In some cases, for example, it could be established
that the company had recently changed its name. In such cases, this new piece
of information was used to query the ORBIS database again.
Thus, the normalised name in ORBIS sometimes did not
correspond to the normalised name in the OHIM/EPO database.
CONCORDANCE TABLES
three tables were produced:
ORBIS-EPO concordance:
person_id number from the tls206_person - BvD idnumber
from the ORBIS dataset.
ORBIS-OHIM concordance
owner_code from the dim_owner table of OHIM’s
datawarehouse and the BvD id number from the ORBIS dataset.
EPO-OHIM concordance
person_id number from the tls206_person table of
PATSTAT and the owner_code from the dim_owner table of OHIM’s datawarehouse.
Redistribution from head
offices
One problem identified during the initial calculations
was the presence of some general, non-specific industry codes, namely 7010
Activities of head offices, 6420 Activities of holding
companies and 8299 Other business support service activities n.e.c.

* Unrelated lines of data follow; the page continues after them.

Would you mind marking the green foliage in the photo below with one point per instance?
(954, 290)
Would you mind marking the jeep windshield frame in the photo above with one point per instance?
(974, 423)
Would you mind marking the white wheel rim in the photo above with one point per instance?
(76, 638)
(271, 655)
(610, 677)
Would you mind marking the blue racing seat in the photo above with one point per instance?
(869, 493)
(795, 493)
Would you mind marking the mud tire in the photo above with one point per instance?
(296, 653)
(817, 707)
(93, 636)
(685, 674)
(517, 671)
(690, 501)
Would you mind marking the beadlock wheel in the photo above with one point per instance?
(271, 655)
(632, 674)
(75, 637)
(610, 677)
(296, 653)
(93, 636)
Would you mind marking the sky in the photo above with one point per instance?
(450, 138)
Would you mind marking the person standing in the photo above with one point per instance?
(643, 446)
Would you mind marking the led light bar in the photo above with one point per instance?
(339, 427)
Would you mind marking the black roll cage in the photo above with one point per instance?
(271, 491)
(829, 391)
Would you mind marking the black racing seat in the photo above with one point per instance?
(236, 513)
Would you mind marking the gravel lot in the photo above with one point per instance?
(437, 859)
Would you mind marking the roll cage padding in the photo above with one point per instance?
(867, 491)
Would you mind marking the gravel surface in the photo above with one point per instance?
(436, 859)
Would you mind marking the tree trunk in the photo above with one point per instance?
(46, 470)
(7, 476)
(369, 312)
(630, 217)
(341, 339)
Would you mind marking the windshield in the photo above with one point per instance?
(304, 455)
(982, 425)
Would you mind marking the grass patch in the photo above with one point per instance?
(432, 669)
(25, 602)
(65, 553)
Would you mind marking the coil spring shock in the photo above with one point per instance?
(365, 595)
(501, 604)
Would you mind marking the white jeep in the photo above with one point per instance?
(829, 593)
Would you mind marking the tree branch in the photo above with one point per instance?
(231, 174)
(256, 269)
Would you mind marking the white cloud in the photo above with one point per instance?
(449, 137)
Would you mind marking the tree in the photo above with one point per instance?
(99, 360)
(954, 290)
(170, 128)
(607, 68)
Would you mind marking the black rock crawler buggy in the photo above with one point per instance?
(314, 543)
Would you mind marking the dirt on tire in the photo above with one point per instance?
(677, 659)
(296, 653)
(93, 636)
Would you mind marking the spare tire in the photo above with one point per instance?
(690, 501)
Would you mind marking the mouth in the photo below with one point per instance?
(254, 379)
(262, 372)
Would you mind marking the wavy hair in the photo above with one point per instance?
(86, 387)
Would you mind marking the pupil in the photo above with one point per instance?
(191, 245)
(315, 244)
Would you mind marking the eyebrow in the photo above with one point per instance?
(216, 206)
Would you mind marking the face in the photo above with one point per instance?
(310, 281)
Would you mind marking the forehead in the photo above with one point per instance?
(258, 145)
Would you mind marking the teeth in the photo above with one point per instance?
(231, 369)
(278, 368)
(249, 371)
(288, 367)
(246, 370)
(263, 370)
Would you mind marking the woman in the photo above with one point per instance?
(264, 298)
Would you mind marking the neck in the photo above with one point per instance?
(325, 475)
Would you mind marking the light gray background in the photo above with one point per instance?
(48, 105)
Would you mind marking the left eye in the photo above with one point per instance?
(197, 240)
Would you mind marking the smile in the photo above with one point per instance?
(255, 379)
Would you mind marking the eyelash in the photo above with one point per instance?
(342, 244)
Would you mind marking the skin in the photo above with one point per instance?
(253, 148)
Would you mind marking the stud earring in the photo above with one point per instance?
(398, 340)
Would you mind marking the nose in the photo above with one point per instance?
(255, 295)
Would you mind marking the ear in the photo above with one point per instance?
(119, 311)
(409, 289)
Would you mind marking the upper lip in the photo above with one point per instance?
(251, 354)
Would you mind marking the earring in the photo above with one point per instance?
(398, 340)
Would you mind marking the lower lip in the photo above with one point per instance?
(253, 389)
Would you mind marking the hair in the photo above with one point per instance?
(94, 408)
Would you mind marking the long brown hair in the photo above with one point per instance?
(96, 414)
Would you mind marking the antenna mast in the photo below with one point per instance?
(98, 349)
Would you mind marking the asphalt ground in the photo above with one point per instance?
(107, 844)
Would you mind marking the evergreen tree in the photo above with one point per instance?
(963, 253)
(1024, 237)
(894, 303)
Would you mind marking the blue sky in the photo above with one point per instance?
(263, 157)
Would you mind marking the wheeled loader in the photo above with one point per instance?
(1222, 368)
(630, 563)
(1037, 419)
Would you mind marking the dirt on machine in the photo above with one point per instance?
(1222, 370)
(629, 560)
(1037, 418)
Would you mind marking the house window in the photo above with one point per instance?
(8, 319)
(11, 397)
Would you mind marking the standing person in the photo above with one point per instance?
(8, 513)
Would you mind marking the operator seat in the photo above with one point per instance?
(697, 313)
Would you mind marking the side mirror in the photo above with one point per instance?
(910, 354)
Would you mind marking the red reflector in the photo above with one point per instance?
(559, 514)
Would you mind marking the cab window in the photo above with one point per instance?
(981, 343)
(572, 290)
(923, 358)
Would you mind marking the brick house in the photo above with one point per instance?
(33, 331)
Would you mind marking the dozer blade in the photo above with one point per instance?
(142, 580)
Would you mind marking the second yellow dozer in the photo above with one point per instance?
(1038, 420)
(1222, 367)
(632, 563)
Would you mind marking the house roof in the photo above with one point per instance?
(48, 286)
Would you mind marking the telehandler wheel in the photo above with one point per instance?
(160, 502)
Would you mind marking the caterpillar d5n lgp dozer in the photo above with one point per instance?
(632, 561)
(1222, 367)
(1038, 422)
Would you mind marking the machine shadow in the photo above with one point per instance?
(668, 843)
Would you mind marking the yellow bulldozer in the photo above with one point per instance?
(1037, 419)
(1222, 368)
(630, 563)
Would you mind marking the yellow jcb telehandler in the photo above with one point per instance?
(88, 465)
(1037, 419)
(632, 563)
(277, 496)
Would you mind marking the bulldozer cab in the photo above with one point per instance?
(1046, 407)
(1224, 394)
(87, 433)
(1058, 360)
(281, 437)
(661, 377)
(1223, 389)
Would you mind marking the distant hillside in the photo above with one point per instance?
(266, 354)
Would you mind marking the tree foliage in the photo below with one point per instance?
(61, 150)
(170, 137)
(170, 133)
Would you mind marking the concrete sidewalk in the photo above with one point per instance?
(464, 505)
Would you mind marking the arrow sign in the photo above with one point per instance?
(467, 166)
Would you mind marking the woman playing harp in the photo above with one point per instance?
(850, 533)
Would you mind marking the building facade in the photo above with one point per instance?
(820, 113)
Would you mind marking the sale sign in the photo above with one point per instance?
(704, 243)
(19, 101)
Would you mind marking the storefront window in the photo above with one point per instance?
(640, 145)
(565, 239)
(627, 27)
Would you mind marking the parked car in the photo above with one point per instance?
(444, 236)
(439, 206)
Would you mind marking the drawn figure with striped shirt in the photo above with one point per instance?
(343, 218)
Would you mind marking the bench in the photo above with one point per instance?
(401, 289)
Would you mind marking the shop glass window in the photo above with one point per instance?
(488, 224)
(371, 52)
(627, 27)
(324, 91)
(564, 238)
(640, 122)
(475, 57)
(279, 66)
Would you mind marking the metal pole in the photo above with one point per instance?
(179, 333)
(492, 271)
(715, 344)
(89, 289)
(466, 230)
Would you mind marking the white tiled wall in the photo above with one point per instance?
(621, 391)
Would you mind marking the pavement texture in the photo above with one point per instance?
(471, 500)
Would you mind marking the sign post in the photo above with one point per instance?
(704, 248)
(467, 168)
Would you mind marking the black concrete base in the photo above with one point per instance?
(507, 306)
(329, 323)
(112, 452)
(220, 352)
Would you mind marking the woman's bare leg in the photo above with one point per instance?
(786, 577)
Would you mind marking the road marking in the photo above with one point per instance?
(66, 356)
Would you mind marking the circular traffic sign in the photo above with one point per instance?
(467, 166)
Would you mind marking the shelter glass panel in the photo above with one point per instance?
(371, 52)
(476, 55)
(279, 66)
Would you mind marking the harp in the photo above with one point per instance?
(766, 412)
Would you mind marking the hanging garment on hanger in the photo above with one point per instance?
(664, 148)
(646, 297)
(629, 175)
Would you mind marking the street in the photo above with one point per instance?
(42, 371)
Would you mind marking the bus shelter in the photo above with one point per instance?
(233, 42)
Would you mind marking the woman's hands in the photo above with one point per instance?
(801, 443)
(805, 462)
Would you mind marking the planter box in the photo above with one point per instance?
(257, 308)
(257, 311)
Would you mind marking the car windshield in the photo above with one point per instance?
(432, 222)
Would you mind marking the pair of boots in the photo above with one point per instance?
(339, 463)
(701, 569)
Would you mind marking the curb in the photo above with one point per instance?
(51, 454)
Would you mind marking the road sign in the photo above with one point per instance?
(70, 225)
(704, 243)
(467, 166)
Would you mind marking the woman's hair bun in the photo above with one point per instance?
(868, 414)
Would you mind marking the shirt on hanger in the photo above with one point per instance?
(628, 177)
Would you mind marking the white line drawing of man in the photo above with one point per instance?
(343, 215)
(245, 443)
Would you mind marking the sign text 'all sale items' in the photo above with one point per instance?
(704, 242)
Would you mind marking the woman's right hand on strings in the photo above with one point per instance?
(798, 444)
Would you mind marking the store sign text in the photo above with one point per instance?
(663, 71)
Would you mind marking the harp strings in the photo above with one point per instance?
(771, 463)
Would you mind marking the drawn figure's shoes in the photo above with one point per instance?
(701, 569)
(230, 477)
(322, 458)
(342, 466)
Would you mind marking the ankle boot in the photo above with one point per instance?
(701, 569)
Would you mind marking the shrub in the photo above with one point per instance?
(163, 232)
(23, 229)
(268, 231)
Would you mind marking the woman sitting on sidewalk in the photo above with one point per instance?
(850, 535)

This practice could potentially have distorted the
industry-intensity analysis if some industries were more prone than others to
leave maintenance of their trade mark / patent portfolio to the holding
company/head office, as those industries would then be underrepresented in the
general classification.
Redistribution of patents
from head offices
In terms of absolute patent intensity, those
industries codes 7010, 6420 and 8299 were ranked second, third and 27th,
respectively. This phenomenon reflects the common business practice of
concentrating patent portfolios at head offices, which also handle all the
relevant filing and registering procedures.
codes 7010, 6420 and 8299 were analysed in ORBIS by:
assigning the match to the subsidiaries with the same
name in case the match was to a DUO
assigning the match to sisters subsidiaries (realted
to same DUO) in case the match is not a DUO
Redistribution of TM from
head offices
Same problem as above for codes 7010, 6420 and 8299
(ranking 1st 2nd and 3rd). The problem was dealt with in exactly the same
manner
as described in the previous section.
NACE codes at different
levels of aggregation
In some cases, ORBIS assigns to a firm the NACE code
at a higher level of aggregation (3-digit group or 2-digit division) when in
the NACE classification those codes could be disaggregated into a lower level
of analysis (class). For computational reasons, ORBIS adds one or two zeros to
such group or division codes in order to create 4-digit classes in all records.
These classes are referred to as synthetic classes.
It was decided to deal with this problem by redistributing
the patents associated with synthetic classes among the classes within the
division or group, as applicable.